Note: This feature currently only works to configure the FortiClient VPN mobile app.

Under SSL VPN settings select 'Send SSL-VPN Configuration':

Fill in the appropriate information. It is also possible to use SMS to send the configuration but this requires an additional license.

Choose the correct Recipients. Other emails can be added as well.

Edit SSL-VPN Provision User Email to customize the message (if needed). The default email looks as follows:

Once the email has been received, users can either visit the link or scan the QR code from FortiClient Mobile App to setup the VPN connection.

Troubleshooting:

If the email is not received, run the following debug commands:

diagnose debug reset
diagnose debug application alertmail -1
diagnose debug enable

diagnose debug disable <----- Use when the desired information has been captured.

Note: Starting from FortiOS 7.6.0, SSL VPN will deprecated and removed from FortiGate 2GB RAM models for tunnel and web mode.

Reference: SSL VPN removed from 2GB RAM models for tunnel and web mode - FortiOS 7.6.0 release notes.

Starting from FortiOS 7.4.8, FortiGate G-Series Entry-Level models—including 50G, 70G, 90G, and their variants—the SSL VPN web and tunnel mode features will be removed from both the GUI and CLI. Existing configurations from previous versions will not be retained during upgrade.
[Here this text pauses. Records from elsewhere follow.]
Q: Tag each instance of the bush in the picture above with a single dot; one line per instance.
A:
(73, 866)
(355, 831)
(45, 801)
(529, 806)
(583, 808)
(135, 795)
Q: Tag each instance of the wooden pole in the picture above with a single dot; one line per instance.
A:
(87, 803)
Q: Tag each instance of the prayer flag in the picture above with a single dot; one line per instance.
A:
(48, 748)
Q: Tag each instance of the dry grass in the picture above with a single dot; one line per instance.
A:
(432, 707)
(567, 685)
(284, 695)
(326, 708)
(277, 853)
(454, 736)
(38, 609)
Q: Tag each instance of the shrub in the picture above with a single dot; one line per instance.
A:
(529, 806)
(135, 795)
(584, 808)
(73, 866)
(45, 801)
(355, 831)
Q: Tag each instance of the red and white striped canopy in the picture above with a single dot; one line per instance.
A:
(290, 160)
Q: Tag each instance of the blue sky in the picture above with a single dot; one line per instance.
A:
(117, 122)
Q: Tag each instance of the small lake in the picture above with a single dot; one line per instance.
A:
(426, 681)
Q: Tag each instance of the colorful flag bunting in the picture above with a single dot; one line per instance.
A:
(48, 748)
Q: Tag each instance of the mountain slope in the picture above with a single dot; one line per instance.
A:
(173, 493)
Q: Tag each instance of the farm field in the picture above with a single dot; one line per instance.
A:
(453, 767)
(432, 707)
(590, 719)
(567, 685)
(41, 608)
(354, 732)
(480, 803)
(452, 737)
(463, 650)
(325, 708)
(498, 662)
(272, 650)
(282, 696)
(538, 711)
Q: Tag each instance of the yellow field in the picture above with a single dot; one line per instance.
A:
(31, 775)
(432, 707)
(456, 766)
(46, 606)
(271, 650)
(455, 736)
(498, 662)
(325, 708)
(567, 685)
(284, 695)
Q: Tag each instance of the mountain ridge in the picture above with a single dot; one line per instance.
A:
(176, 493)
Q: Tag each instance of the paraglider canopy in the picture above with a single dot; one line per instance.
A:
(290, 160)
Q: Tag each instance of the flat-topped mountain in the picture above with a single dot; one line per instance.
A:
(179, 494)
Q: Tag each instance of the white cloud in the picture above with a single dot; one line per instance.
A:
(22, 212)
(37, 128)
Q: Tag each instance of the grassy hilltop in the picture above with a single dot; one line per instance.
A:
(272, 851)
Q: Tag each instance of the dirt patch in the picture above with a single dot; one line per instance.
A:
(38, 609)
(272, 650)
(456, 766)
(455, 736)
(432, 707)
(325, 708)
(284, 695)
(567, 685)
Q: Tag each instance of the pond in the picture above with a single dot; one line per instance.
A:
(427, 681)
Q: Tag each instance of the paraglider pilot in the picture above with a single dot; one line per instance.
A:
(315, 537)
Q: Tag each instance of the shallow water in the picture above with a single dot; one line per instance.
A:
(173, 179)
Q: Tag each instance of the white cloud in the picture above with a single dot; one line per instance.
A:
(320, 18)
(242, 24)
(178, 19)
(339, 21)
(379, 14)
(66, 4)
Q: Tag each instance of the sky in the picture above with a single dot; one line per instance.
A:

Reference: SSL VPN not supported on FortiGate G-series Entry-Level models.

Starting with FortiOS 7.6.3, FortiGate with higher RAM will transition the VPN tunnel mode feature to IPsec VPN over TCP, offering enhanced security and functionality.

Reference: SSL VPN tunnel mode replaced with IPsec VPN.

Follow the steps in this article to migrate from SSL VPN to IPSec Dial UP or ZTNA:

Reference: Migration from SSL VPN tunnel mode to IPsec VPN.
Reference: SSL VPN to ZTNA Migration Guide.

For further information on configuring the FortiGate alert email settings, see Technical Tip: How to configure alert email settings.